Photography was still kind of new back then, but it really interested Edward.
Around 7th grade he built his own camera.
When he was only 17, he became an apprentice photographer.
This is where he really learned to master the art of photography.
A few years later, he bought his first real camera and started taking pictures in his photo studio,
In 1895, Curtis photographed Princess Angeline, the daughter of Chief Sealth of Seattle.
This was the beginning of his Native American Indian portrait career.
Five years later, in 1900, Curtis was invited to join an expedition to photograph the Blackfeet Indians in Montana.
After that, he was paid $75,000 to produce a series of photographs of the North American Indian.
There were to be 1,500 photographs that would be published into 20 different albums.
Curtis set out not just to take pictures of the Native Americans, but to document their traditional way of life.

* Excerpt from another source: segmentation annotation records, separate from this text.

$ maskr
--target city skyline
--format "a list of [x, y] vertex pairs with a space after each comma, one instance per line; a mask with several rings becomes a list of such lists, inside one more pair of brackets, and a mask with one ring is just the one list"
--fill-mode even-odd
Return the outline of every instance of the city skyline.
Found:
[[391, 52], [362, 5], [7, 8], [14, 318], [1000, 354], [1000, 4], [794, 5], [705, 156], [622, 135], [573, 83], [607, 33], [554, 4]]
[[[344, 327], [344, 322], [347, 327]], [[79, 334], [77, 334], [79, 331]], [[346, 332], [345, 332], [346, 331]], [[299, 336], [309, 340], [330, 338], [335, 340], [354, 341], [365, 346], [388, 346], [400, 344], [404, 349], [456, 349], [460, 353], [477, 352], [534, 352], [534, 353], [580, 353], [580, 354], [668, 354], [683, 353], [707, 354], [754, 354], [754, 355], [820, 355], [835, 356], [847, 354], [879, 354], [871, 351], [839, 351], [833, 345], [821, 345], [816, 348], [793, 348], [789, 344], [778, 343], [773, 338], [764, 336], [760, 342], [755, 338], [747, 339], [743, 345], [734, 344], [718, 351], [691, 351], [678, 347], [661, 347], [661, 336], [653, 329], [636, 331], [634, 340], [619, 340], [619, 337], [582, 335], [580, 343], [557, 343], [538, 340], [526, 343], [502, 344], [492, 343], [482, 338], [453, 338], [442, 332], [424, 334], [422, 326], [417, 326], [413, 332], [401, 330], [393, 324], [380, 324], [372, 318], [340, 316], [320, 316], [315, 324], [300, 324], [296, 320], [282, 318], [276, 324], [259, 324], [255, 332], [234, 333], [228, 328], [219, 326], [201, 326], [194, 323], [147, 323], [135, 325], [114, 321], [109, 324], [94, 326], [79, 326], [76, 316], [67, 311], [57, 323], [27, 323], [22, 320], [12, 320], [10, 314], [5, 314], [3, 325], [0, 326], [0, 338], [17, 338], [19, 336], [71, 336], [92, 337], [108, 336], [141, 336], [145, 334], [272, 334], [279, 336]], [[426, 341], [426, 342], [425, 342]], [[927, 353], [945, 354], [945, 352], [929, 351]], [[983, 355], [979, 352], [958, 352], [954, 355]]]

By the end of his life, Curtis made over 10,000 wax cylinder recordings of Indian language and music.
He took over 40,000 photographic images from over 80 tribes.
He recorded tribal lore and history, and he described traditional foods, housing, garments, recreation, ceremonies, and funeral customs.
He wrote biographical sketches of tribal leaders, and his material, in most cases, is the only recorded history.
Today we can still look through the work of Edward Curtis and learn a great deal about the Native Americans that would have been lost as the years went by.
November is Native American Heritage Month, perfect time to take a look at some of Curtis' amazing photography.